Pear&Sweet Potato Soup




Simple and delicious. This soup tastes far more masterful than the talent required to make it! Use the best butter (Ronnybrook) and food/fruit (locally grown!)for the most sophisticated flavor.

In a large pan, heat a generous 2 tablespoons of Ronnybrook butter.
Slice into coins:
1 sweet potato
1 medium onion (yellow is good)
1-2 crisp pears of choice

Cover and let simmer until the sweet potato can be easily pierced with a fork.

Add 2 glasses of water, or until your pan is full. The amount of water depends on how thick you like your soup.
Add salt and pepper, a pinch of nutmeg, and a large pinch (teaspoon+) of cinnamon, to taste. Bring to a boil, then (right away!) bring to a simmer or turn off and let cool a bit.

In even portions of water/veggie&fruit goodness, blend until all is smooth, creamy and delightful.

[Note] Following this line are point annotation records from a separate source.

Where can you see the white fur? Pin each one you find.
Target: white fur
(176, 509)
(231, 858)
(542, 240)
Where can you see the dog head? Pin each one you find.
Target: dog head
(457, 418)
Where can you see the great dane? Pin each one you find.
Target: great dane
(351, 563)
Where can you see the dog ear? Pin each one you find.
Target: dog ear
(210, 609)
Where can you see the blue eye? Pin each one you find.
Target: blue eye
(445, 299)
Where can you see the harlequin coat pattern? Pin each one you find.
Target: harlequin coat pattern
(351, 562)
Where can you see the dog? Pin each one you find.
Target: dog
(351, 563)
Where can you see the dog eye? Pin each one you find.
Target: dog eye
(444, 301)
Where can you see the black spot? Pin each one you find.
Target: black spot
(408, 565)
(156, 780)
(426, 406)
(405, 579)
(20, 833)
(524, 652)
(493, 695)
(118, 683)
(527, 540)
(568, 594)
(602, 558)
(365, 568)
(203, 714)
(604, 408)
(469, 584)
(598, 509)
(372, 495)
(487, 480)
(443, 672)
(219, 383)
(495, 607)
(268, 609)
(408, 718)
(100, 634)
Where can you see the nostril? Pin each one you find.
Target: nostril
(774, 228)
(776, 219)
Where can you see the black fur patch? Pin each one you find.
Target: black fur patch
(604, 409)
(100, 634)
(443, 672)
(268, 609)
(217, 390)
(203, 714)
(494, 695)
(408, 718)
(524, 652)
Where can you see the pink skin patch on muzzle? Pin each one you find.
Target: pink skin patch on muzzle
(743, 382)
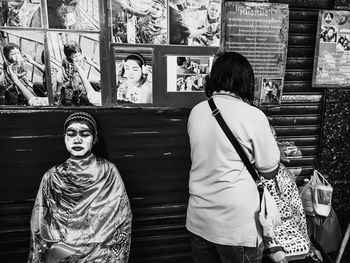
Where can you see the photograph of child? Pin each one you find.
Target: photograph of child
(271, 92)
(140, 21)
(20, 13)
(195, 22)
(16, 64)
(76, 59)
(186, 74)
(73, 14)
(134, 76)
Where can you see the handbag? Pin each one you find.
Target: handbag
(269, 215)
(322, 195)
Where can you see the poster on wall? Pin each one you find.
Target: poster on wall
(342, 4)
(159, 22)
(133, 71)
(187, 73)
(332, 52)
(75, 68)
(259, 31)
(73, 15)
(21, 56)
(140, 21)
(20, 13)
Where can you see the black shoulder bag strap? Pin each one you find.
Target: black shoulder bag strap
(233, 140)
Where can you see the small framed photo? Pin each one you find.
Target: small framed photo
(195, 23)
(271, 91)
(140, 21)
(187, 73)
(70, 55)
(74, 15)
(134, 74)
(21, 55)
(20, 13)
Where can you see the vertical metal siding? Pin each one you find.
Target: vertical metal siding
(150, 148)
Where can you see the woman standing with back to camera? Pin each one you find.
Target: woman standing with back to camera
(224, 204)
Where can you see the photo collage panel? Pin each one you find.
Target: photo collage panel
(47, 67)
(174, 22)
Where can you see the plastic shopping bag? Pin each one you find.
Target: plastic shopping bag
(327, 232)
(322, 195)
(269, 215)
(306, 196)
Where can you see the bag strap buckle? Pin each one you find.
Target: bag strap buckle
(215, 112)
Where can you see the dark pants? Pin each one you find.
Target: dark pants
(204, 251)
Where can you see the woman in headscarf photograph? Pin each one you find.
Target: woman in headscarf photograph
(82, 211)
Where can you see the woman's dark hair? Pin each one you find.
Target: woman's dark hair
(231, 72)
(6, 50)
(71, 48)
(141, 62)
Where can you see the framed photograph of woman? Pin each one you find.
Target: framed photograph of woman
(133, 70)
(140, 21)
(187, 73)
(271, 92)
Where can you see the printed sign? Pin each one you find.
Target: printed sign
(332, 52)
(259, 31)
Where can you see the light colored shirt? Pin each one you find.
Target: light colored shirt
(224, 202)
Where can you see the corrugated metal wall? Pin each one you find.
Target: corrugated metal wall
(150, 147)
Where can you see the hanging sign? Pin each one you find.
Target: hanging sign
(332, 52)
(259, 31)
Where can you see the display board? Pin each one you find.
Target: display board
(259, 31)
(332, 51)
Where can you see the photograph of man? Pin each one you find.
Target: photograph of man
(73, 14)
(328, 34)
(187, 73)
(20, 13)
(271, 92)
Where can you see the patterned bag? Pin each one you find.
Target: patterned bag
(291, 234)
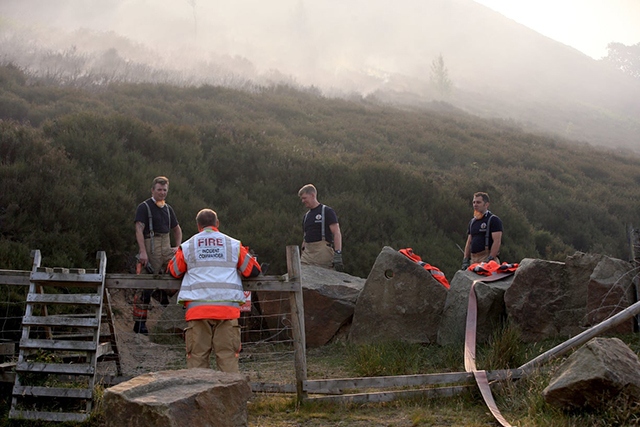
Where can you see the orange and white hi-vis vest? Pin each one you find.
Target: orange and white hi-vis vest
(491, 268)
(435, 271)
(210, 264)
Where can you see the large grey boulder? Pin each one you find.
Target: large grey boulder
(490, 306)
(548, 298)
(598, 371)
(610, 291)
(329, 302)
(400, 301)
(561, 299)
(188, 397)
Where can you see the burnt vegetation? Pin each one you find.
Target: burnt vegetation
(75, 162)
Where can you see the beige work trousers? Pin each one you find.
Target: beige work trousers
(317, 253)
(221, 336)
(482, 257)
(162, 252)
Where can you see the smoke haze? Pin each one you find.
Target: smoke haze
(498, 68)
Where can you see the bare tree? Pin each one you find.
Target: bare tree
(440, 77)
(624, 58)
(192, 3)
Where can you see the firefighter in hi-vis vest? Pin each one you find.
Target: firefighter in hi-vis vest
(155, 220)
(212, 265)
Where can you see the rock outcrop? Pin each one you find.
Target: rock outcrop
(554, 299)
(400, 301)
(600, 370)
(491, 308)
(188, 397)
(329, 302)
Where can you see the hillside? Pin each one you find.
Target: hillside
(498, 68)
(75, 163)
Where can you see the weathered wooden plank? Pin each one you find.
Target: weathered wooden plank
(55, 368)
(331, 386)
(57, 278)
(59, 321)
(14, 277)
(261, 387)
(7, 348)
(104, 349)
(388, 396)
(58, 344)
(76, 393)
(75, 299)
(48, 416)
(148, 281)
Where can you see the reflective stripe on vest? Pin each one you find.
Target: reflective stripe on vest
(212, 269)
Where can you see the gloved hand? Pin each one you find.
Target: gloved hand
(337, 261)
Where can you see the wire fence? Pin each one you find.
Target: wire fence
(267, 354)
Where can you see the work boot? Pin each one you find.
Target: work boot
(140, 327)
(165, 299)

Garnish with scallion dice. Simply trim them with scissors. This soup is also delicious garnished with sprouts (I tried sunflower), or with tossed salted cashews thrown in. I would also imagine if you're feeling adventuresome, some pineapple on the side would be delicious. It's also great with a small helping of white wine stirred in after it's cooled a bit.